Optimal Inference in Crowdsourced Classification via Belief Propagation
This provides an optimal solution for crowdsourcing systems, improving label accuracy for tasks like data annotation, though it is incremental as it builds on existing models.
The paper tackles the problem of recovering true labels from noisy crowdsourced data under the Dawid-Skene model, proving that Belief Propagation (BP) achieves optimal inference by matching a new tighter lower bound on the fundamental limit, with experiments showing it outperforms state-of-the-art algorithms.

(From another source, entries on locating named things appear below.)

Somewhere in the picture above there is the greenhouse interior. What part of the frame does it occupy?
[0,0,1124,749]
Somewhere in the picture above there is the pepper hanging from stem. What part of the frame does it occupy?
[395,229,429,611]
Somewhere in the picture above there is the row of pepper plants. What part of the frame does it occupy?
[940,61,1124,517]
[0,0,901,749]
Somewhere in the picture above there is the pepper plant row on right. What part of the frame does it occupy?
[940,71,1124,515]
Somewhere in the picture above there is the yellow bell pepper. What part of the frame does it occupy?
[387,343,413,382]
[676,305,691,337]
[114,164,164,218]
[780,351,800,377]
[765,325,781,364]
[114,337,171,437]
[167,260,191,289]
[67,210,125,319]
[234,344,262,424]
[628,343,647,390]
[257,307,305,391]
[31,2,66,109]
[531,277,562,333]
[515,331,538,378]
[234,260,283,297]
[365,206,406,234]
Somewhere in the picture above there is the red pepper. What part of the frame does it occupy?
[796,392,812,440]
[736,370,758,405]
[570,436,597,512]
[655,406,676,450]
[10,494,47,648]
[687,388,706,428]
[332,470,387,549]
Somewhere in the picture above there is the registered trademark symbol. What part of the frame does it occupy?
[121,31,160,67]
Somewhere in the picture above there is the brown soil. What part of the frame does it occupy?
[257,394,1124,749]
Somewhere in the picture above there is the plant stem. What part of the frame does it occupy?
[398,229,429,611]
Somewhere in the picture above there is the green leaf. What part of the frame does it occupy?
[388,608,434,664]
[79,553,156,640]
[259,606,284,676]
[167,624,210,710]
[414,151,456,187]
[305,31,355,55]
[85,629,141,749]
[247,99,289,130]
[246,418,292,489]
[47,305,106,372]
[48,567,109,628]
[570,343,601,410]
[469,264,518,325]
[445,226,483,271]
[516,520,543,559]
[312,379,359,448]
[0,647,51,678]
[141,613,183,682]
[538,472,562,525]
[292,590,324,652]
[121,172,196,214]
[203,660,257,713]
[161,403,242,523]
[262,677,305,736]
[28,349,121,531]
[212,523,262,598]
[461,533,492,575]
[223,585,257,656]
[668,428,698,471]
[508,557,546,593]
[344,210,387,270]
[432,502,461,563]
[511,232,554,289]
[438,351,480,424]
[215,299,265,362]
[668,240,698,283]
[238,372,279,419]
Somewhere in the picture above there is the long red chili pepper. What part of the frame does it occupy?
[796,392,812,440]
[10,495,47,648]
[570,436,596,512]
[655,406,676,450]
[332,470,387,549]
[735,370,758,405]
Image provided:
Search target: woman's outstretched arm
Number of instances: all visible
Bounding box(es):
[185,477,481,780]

Crowdsourcing systems are popular for solving large-scale labelling tasks with low-paid workers. We study the problem of recovering the true labels from the possibly erroneous crowdsourced labels under the popular Dawid-Skene model. To address this inference problem, several algorithms have recently been proposed, but the best known guarantee is still significantly larger than the fundamental limit. We close this gap by introducing a tighter lower bound on the fundamental limit and proving that Belief Propagation (BP) exactly matches this lower bound. The guaranteed optimality of BP is the strongest in the sense that it is information-theoretically impossible for any other algorithm to correctly label a larger fraction of the tasks. Experimental results suggest that BP is close to optimal for all regimes considered and improves upon competing state-of-the-art algorithms.